New compounds that inhibit the formation of AGEs that are both effective and without adverse effects continue to be researched.

Summary of the invention

The inventors identified from extracts a compound, taxodione, which inhibits the formation of advanced glycation end products and does not exhibit the toxic or adverse effects of known AGE formation inhibitors.

Also, an object of the present invention relates to the taxodione and / or a composition comprising at least 0.001% of taxodione for its use for inhibiting the glycation of proteins.

This use can be therapeutic. The invention therefore relates to taxodione and / or a composition comprising at least 0.001% taxodione for its use as a medicament, preferably as a medicament which inhibits the glycation of proteins. This use can also be non-therapeutic and in particular cosmetic. The invention therefore relates to the non-therapeutic use of taxodione in a cosmetic composition and / or a cosmetic composition comprising at least 0.001% of taxodione for inhibiting the glycation of proteins in the skin and / or nails and / or for prevent and / or fight against the signs of aging of the skin and / or nails.

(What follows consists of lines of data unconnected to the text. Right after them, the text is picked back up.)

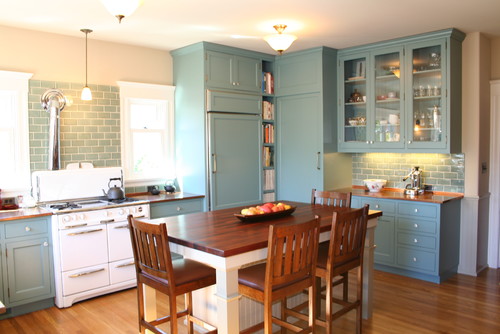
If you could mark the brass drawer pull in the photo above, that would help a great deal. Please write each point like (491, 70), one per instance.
(125, 264)
(86, 273)
(84, 232)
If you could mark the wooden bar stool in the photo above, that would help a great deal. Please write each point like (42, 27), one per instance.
(331, 198)
(290, 267)
(154, 268)
(344, 252)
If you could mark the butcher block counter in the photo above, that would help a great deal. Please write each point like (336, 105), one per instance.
(437, 197)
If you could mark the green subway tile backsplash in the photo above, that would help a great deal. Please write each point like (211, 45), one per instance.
(445, 172)
(89, 130)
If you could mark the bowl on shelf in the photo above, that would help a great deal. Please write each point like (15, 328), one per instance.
(375, 185)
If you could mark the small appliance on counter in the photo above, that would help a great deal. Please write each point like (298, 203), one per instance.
(415, 186)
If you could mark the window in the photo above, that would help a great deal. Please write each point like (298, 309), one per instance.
(147, 132)
(14, 133)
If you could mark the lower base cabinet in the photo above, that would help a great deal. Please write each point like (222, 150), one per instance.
(416, 239)
(26, 266)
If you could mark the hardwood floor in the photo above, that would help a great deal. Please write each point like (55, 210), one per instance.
(463, 304)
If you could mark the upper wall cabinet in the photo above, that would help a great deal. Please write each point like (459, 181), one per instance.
(402, 95)
(233, 72)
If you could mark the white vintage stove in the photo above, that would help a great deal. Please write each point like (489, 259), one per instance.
(92, 248)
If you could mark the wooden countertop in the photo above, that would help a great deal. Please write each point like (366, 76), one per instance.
(164, 197)
(23, 213)
(437, 197)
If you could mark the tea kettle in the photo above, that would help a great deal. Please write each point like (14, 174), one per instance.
(115, 193)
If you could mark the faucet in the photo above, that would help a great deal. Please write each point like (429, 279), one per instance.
(415, 185)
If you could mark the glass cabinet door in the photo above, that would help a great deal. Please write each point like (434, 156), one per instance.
(354, 100)
(427, 103)
(388, 99)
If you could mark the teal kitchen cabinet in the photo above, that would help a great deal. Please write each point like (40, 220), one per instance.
(27, 265)
(306, 123)
(233, 72)
(213, 159)
(175, 208)
(401, 95)
(422, 241)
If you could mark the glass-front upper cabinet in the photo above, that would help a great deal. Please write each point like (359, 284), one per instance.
(353, 99)
(427, 105)
(388, 99)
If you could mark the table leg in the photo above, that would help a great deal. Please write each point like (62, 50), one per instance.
(368, 271)
(228, 319)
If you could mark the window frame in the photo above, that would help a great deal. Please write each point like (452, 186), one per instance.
(133, 92)
(18, 82)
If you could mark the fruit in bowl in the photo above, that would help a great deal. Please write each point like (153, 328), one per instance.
(265, 208)
(375, 185)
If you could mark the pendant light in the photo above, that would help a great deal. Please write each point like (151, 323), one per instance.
(121, 8)
(280, 41)
(86, 93)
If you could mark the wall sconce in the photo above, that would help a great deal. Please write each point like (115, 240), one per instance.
(121, 8)
(86, 93)
(280, 41)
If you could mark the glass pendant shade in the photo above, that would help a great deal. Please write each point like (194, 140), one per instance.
(280, 42)
(121, 8)
(86, 94)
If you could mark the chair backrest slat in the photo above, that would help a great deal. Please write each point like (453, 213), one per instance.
(331, 198)
(347, 237)
(151, 249)
(292, 252)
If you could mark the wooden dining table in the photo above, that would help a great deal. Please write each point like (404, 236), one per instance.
(220, 240)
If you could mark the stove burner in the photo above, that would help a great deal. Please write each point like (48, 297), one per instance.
(67, 205)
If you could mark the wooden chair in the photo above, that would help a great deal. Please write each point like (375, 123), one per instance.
(339, 200)
(154, 268)
(331, 198)
(290, 268)
(343, 253)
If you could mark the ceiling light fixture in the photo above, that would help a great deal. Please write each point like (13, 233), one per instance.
(280, 41)
(86, 93)
(121, 8)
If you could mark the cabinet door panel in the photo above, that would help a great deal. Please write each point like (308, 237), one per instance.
(300, 150)
(235, 160)
(218, 70)
(28, 269)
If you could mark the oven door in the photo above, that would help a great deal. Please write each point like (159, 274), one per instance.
(83, 247)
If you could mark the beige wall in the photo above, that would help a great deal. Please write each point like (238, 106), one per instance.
(61, 58)
(495, 58)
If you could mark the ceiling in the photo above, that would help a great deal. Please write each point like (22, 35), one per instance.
(170, 24)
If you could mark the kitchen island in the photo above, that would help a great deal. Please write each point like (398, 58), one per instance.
(219, 239)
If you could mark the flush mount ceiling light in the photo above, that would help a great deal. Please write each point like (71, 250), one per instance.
(86, 93)
(121, 8)
(280, 41)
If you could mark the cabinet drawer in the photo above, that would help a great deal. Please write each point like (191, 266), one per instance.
(417, 259)
(414, 209)
(175, 208)
(424, 226)
(26, 227)
(418, 240)
(384, 206)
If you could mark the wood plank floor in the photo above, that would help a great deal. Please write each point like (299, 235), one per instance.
(463, 304)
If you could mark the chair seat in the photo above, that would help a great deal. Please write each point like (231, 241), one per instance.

The invention also relates to a cosmetic composition comprising at least 0.001% by weight of taxodione and at least 10% of fatty phase.

Detailed description of the invention

Definitions Taxodione (CAS 19026-31 -4) is a diterpene also called (4bS, 8aS) - 4b, 5,6,7,8,8a-hexahydro-4-hydroxy-2-isopropyl-4b, 8,8-trimethylphenanthrene -3,9-dione or 11-hydroxyabieta-7,9 (11), 13-triene-6,12-dione, having the chemical structure below

[Chem 1]

The taxodione of the various compositions according to the invention (cosmetic or therapeutic composition) and / or for the various therapeutic or non-therapeutic uses according to the invention preferably comes from rosemary stems, more preferably from an extract of rosemary stems.

Taxodione can in particular be extracted from rosemary stems by any chemical or mechanical process.

According to a preferred embodiment, the taxodione is extracted from rosemary stems by chemical extraction with an organic or hydroalcoholic solvent such as hexane or ethanol.

For example, rosemary stems can be reduced to a dry powder; the dry powder can be macerated in an organic or aqueous-alcoholic solvent for a given time, preferably at least 5 days; ultrasound can optionally be applied; the liquid phase can be recovered and the solvent can be evaporated.

The extract of rosemary stems can include at least 0.5% taxodione, at least 1% taxodione, at least 2.5% taxodione, at least 5% taxodione, at least 7.5% taxodione, at least 10% of taxodione or at least 15% of taxodione.

Cosmetic composition

The cosmetic composition according to the invention comprises at least 0.001% by weight of taxodione and at least 10% of fatty phase. Taxodione has lipophilic properties (logP around 4). It is therefore a good candidate for its incorporation into cosmetic formulations, in particular cosmetic formulations having a high level of fatty phase.

Thus, the cosmetic composition can comprise at least 10%, at least 20%, at least 30%, at least 50% or at least 70% of fatty phase.

The cosmetic composition can be selected from the group consisting of a gel, an anhydrous composition such as oil, an ointment or a butter and an emulsion such as a cream or a milk.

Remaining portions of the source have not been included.